Human Sacrifice in Ancient Moche Culture

My Three Shrinks (along with a high school English teacher friend of Dinah's) went to a lecture today at the Walters Art Museum entitled "Human Sacrifice, Power, and Ritual in Moche Society and Visual Culture," by Prof. Steve Bourget.

This was a nice thing to do on a Saturday afternoon. He started out with a picture of Freud, and a quote from him, which said something to the effect that 'sacrifice is the cornerstone of the creation of society'. Before long, we were treated to pictures of pottery and other archeological findings depicting the South American Moche culture (~450-700 A.D.), which included human sacrifice as part of their beliefs, and also as a form of social control.

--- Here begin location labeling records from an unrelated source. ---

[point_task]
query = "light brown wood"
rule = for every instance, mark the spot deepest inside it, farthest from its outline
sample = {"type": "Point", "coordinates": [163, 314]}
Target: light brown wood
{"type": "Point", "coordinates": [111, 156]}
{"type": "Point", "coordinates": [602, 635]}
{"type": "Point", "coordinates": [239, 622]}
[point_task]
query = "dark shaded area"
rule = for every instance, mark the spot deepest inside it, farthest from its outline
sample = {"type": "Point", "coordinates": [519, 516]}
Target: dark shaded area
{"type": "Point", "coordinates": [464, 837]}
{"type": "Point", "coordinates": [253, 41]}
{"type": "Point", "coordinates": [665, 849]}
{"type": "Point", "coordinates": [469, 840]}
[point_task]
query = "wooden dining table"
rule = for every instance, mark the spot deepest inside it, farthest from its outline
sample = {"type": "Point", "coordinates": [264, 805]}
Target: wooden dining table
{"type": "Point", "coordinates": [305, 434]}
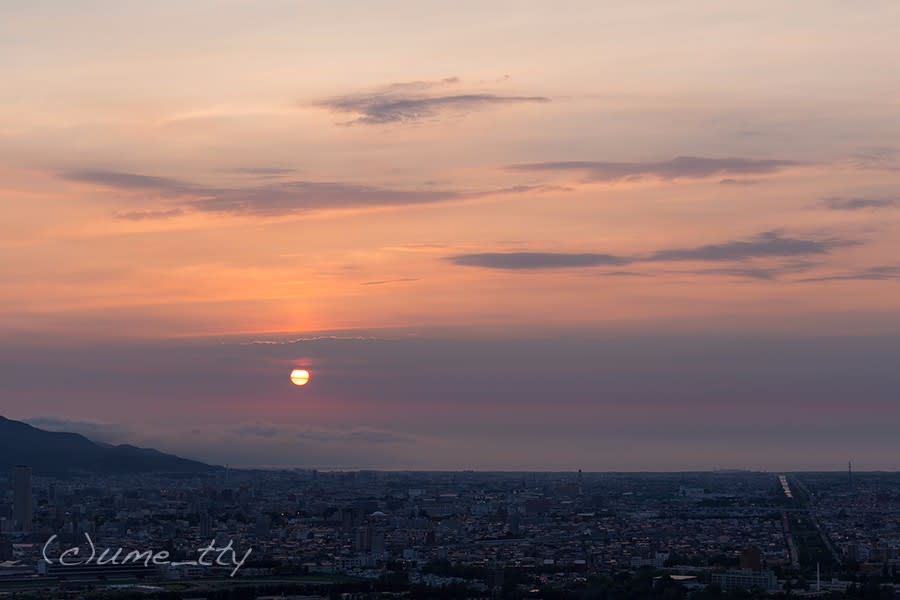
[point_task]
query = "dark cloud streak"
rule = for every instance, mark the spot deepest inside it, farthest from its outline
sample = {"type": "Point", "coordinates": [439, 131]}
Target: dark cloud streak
{"type": "Point", "coordinates": [692, 167]}
{"type": "Point", "coordinates": [408, 103]}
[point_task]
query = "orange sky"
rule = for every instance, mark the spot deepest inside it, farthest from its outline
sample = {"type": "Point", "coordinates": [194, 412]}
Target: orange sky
{"type": "Point", "coordinates": [188, 171]}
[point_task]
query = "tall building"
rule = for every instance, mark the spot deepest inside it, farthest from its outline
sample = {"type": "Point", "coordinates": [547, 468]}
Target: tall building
{"type": "Point", "coordinates": [22, 500]}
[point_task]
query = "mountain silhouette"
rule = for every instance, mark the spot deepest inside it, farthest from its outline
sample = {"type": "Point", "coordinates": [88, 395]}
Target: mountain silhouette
{"type": "Point", "coordinates": [60, 453]}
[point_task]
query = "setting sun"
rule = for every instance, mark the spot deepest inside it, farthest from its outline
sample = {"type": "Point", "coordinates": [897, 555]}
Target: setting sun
{"type": "Point", "coordinates": [299, 376]}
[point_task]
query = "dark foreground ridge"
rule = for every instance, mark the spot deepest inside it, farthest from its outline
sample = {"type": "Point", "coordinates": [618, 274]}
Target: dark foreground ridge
{"type": "Point", "coordinates": [57, 453]}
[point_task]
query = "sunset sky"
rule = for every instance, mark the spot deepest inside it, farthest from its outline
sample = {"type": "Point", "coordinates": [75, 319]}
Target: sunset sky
{"type": "Point", "coordinates": [504, 235]}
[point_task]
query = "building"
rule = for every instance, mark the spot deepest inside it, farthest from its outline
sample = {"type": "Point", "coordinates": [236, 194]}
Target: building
{"type": "Point", "coordinates": [22, 499]}
{"type": "Point", "coordinates": [745, 580]}
{"type": "Point", "coordinates": [751, 558]}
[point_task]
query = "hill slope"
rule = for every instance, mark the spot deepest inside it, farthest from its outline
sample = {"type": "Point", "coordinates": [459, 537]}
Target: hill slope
{"type": "Point", "coordinates": [56, 453]}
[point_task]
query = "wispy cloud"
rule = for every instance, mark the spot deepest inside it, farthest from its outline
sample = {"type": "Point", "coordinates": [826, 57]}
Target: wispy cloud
{"type": "Point", "coordinates": [858, 203]}
{"type": "Point", "coordinates": [364, 436]}
{"type": "Point", "coordinates": [880, 273]}
{"type": "Point", "coordinates": [270, 198]}
{"type": "Point", "coordinates": [150, 215]}
{"type": "Point", "coordinates": [416, 101]}
{"type": "Point", "coordinates": [765, 245]}
{"type": "Point", "coordinates": [128, 181]}
{"type": "Point", "coordinates": [681, 167]}
{"type": "Point", "coordinates": [388, 281]}
{"type": "Point", "coordinates": [536, 260]}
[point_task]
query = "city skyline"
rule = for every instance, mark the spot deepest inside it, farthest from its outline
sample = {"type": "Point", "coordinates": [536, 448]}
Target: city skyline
{"type": "Point", "coordinates": [496, 237]}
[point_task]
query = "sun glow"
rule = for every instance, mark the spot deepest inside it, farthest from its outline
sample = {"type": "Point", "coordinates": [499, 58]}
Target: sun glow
{"type": "Point", "coordinates": [299, 376]}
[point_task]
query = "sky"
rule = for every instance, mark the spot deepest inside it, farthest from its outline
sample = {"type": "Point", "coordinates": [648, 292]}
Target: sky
{"type": "Point", "coordinates": [510, 235]}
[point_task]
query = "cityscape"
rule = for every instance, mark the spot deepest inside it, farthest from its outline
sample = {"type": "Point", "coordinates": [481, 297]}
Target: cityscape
{"type": "Point", "coordinates": [467, 534]}
{"type": "Point", "coordinates": [449, 299]}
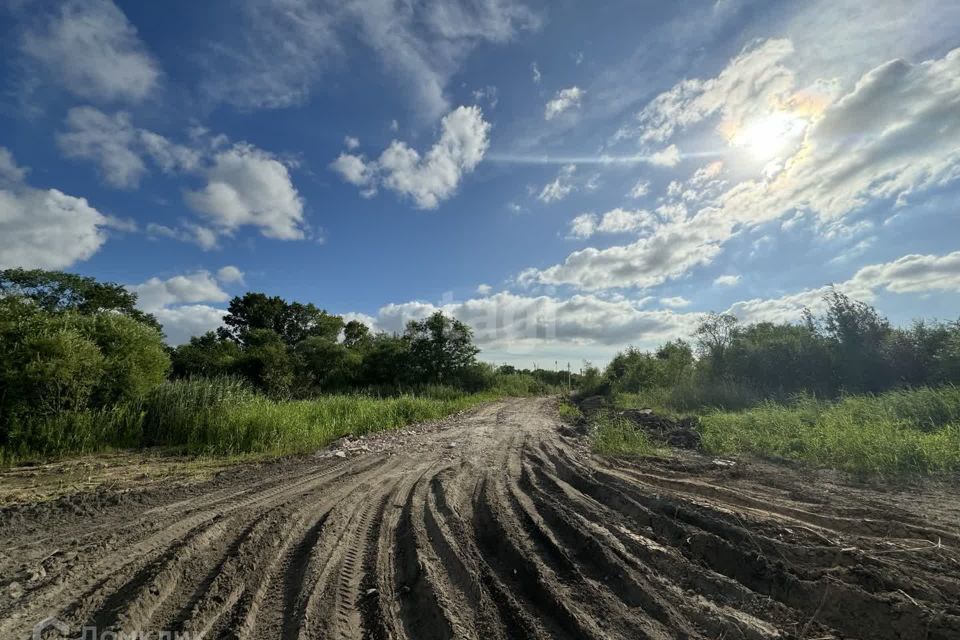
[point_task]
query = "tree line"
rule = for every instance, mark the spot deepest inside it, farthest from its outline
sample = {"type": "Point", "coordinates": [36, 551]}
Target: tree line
{"type": "Point", "coordinates": [849, 348]}
{"type": "Point", "coordinates": [71, 344]}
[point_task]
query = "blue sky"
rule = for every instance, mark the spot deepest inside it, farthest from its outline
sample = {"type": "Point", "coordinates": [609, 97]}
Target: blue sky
{"type": "Point", "coordinates": [567, 178]}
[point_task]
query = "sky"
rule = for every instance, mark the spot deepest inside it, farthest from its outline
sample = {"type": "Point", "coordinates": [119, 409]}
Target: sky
{"type": "Point", "coordinates": [568, 178]}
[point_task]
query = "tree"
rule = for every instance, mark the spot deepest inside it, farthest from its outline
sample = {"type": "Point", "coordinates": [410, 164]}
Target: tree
{"type": "Point", "coordinates": [207, 355]}
{"type": "Point", "coordinates": [57, 291]}
{"type": "Point", "coordinates": [858, 333]}
{"type": "Point", "coordinates": [293, 322]}
{"type": "Point", "coordinates": [440, 348]}
{"type": "Point", "coordinates": [324, 365]}
{"type": "Point", "coordinates": [356, 335]}
{"type": "Point", "coordinates": [266, 362]}
{"type": "Point", "coordinates": [714, 335]}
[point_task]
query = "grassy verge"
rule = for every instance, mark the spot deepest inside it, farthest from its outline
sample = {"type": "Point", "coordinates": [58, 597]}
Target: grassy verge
{"type": "Point", "coordinates": [224, 417]}
{"type": "Point", "coordinates": [617, 437]}
{"type": "Point", "coordinates": [911, 431]}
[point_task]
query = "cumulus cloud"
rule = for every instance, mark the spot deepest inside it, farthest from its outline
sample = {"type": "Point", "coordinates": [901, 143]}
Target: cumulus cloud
{"type": "Point", "coordinates": [516, 322]}
{"type": "Point", "coordinates": [427, 179]}
{"type": "Point", "coordinates": [639, 189]}
{"type": "Point", "coordinates": [668, 253]}
{"type": "Point", "coordinates": [106, 140]}
{"type": "Point", "coordinates": [230, 275]}
{"type": "Point", "coordinates": [564, 100]}
{"type": "Point", "coordinates": [728, 280]}
{"type": "Point", "coordinates": [613, 221]}
{"type": "Point", "coordinates": [200, 286]}
{"type": "Point", "coordinates": [913, 274]}
{"type": "Point", "coordinates": [249, 186]}
{"type": "Point", "coordinates": [669, 157]}
{"type": "Point", "coordinates": [119, 148]}
{"type": "Point", "coordinates": [182, 322]}
{"type": "Point", "coordinates": [45, 228]}
{"type": "Point", "coordinates": [890, 137]}
{"type": "Point", "coordinates": [675, 302]}
{"type": "Point", "coordinates": [286, 45]}
{"type": "Point", "coordinates": [90, 48]}
{"type": "Point", "coordinates": [748, 85]}
{"type": "Point", "coordinates": [560, 187]}
{"type": "Point", "coordinates": [204, 237]}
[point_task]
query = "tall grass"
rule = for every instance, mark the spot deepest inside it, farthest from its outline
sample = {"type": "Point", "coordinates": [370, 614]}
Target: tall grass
{"type": "Point", "coordinates": [225, 416]}
{"type": "Point", "coordinates": [916, 431]}
{"type": "Point", "coordinates": [614, 436]}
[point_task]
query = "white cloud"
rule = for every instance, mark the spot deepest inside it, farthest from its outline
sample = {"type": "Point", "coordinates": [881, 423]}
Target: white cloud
{"type": "Point", "coordinates": [249, 186]}
{"type": "Point", "coordinates": [230, 275]}
{"type": "Point", "coordinates": [669, 157]}
{"type": "Point", "coordinates": [204, 237]}
{"type": "Point", "coordinates": [750, 84]}
{"type": "Point", "coordinates": [488, 94]}
{"type": "Point", "coordinates": [675, 302]}
{"type": "Point", "coordinates": [427, 179]}
{"type": "Point", "coordinates": [44, 228]}
{"type": "Point", "coordinates": [893, 135]}
{"type": "Point", "coordinates": [288, 44]}
{"type": "Point", "coordinates": [185, 321]}
{"type": "Point", "coordinates": [728, 280]}
{"type": "Point", "coordinates": [560, 187]}
{"type": "Point", "coordinates": [118, 147]}
{"type": "Point", "coordinates": [563, 101]}
{"type": "Point", "coordinates": [91, 49]}
{"type": "Point", "coordinates": [354, 169]}
{"type": "Point", "coordinates": [199, 286]}
{"type": "Point", "coordinates": [106, 140]}
{"type": "Point", "coordinates": [583, 226]}
{"type": "Point", "coordinates": [613, 221]}
{"type": "Point", "coordinates": [669, 252]}
{"type": "Point", "coordinates": [522, 323]}
{"type": "Point", "coordinates": [913, 274]}
{"type": "Point", "coordinates": [639, 189]}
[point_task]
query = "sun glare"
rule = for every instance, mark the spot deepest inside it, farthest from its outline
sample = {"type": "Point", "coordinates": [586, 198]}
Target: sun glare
{"type": "Point", "coordinates": [769, 137]}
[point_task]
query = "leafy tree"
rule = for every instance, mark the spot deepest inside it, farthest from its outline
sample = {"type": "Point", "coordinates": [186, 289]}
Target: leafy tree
{"type": "Point", "coordinates": [324, 365]}
{"type": "Point", "coordinates": [780, 358]}
{"type": "Point", "coordinates": [293, 322]}
{"type": "Point", "coordinates": [56, 291]}
{"type": "Point", "coordinates": [356, 335]}
{"type": "Point", "coordinates": [714, 335]}
{"type": "Point", "coordinates": [207, 355]}
{"type": "Point", "coordinates": [386, 361]}
{"type": "Point", "coordinates": [440, 348]}
{"type": "Point", "coordinates": [858, 333]}
{"type": "Point", "coordinates": [266, 362]}
{"type": "Point", "coordinates": [134, 356]}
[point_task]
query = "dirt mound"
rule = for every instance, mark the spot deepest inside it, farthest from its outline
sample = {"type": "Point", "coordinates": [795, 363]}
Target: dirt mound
{"type": "Point", "coordinates": [493, 526]}
{"type": "Point", "coordinates": [682, 433]}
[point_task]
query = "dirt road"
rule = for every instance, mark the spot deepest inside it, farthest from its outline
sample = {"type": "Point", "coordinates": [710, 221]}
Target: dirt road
{"type": "Point", "coordinates": [491, 525]}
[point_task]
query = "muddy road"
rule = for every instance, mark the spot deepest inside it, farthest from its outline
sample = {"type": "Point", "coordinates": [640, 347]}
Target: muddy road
{"type": "Point", "coordinates": [494, 524]}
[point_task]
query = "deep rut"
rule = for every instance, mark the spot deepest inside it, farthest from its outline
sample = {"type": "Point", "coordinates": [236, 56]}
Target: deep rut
{"type": "Point", "coordinates": [493, 525]}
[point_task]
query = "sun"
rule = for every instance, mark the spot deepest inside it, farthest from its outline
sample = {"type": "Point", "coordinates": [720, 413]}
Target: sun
{"type": "Point", "coordinates": [769, 137]}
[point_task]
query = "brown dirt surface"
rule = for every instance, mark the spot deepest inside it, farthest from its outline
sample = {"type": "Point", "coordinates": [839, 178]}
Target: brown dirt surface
{"type": "Point", "coordinates": [491, 524]}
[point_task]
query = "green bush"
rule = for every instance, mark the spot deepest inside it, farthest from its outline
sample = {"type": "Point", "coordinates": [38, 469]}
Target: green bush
{"type": "Point", "coordinates": [896, 432]}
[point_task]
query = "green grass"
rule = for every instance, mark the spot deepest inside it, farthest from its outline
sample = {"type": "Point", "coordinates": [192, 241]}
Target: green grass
{"type": "Point", "coordinates": [617, 437]}
{"type": "Point", "coordinates": [225, 417]}
{"type": "Point", "coordinates": [893, 433]}
{"type": "Point", "coordinates": [569, 411]}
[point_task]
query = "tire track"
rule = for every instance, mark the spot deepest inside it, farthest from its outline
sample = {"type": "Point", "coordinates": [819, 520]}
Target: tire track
{"type": "Point", "coordinates": [492, 525]}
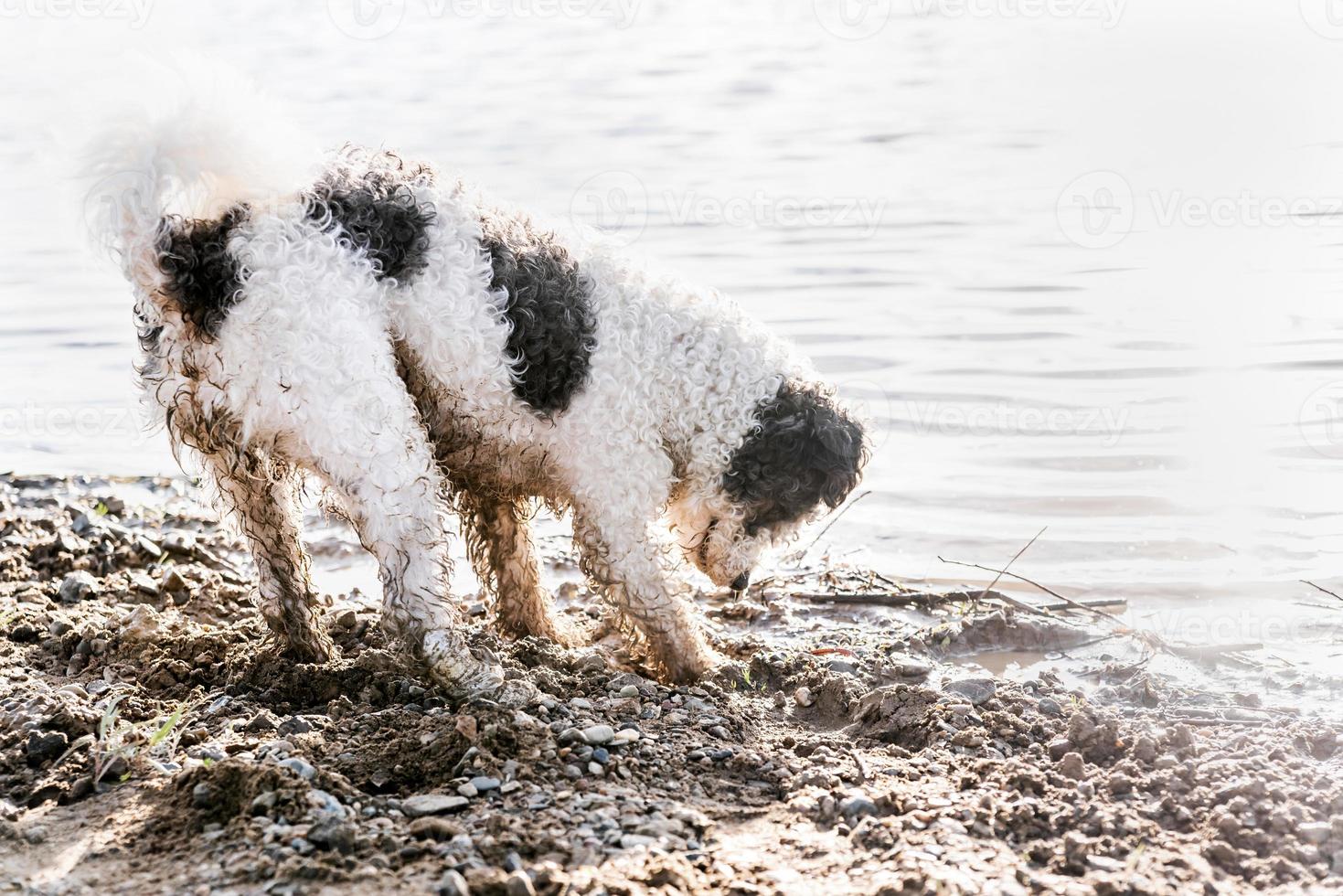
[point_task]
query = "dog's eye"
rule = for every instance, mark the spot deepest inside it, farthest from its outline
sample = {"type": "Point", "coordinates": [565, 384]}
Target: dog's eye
{"type": "Point", "coordinates": [704, 541]}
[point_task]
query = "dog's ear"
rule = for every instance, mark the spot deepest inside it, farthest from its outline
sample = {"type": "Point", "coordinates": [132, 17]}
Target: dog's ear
{"type": "Point", "coordinates": [804, 452]}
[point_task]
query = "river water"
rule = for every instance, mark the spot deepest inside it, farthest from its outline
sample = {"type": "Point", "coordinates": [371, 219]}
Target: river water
{"type": "Point", "coordinates": [1079, 262]}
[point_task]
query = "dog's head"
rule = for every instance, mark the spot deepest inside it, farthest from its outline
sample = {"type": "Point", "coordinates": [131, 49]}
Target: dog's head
{"type": "Point", "coordinates": [804, 455]}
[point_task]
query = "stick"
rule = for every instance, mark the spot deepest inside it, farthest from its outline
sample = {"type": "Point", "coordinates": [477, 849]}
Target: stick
{"type": "Point", "coordinates": [1010, 561]}
{"type": "Point", "coordinates": [1076, 604]}
{"type": "Point", "coordinates": [833, 520]}
{"type": "Point", "coordinates": [1319, 589]}
{"type": "Point", "coordinates": [1090, 604]}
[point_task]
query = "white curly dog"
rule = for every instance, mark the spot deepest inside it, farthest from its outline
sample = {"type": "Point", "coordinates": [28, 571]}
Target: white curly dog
{"type": "Point", "coordinates": [421, 351]}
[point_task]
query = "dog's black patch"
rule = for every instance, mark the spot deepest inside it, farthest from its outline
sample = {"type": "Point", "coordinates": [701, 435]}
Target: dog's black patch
{"type": "Point", "coordinates": [804, 452]}
{"type": "Point", "coordinates": [202, 275]}
{"type": "Point", "coordinates": [372, 203]}
{"type": "Point", "coordinates": [549, 309]}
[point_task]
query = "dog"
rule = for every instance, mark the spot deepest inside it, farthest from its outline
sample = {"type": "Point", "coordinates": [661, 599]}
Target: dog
{"type": "Point", "coordinates": [422, 352]}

As depicted in the image above, you can see two fellas at the bottom with their blood being drained from their neck by tribe elders, dressed in various animal-like garb. The blood is put in a cup, which is being passed around the gang at the top. It is not certain whether the blood was drank, but it was used to pigment various pieces of artwork.

Here's the interesting thing. Various lines of evidence points to the conclusion that the Moche sacrifices were used as rituals in response to El Nino-related changes in weather and ocean conditions.

Makes me wonder how much of what we are doing to reduce carbon emissions amounts to ritual sacrifices to increase the perception that we are in control of Mother Nature's ecological cycles.

What's it have to do with psychiatry? I'm sure you can find something in this (I didn't even mention all the penises and the talk about the role of men ("domesticated dogs") and women (a "wild" quality due to their menstrual cycles, which may have been linked to lunar cycles).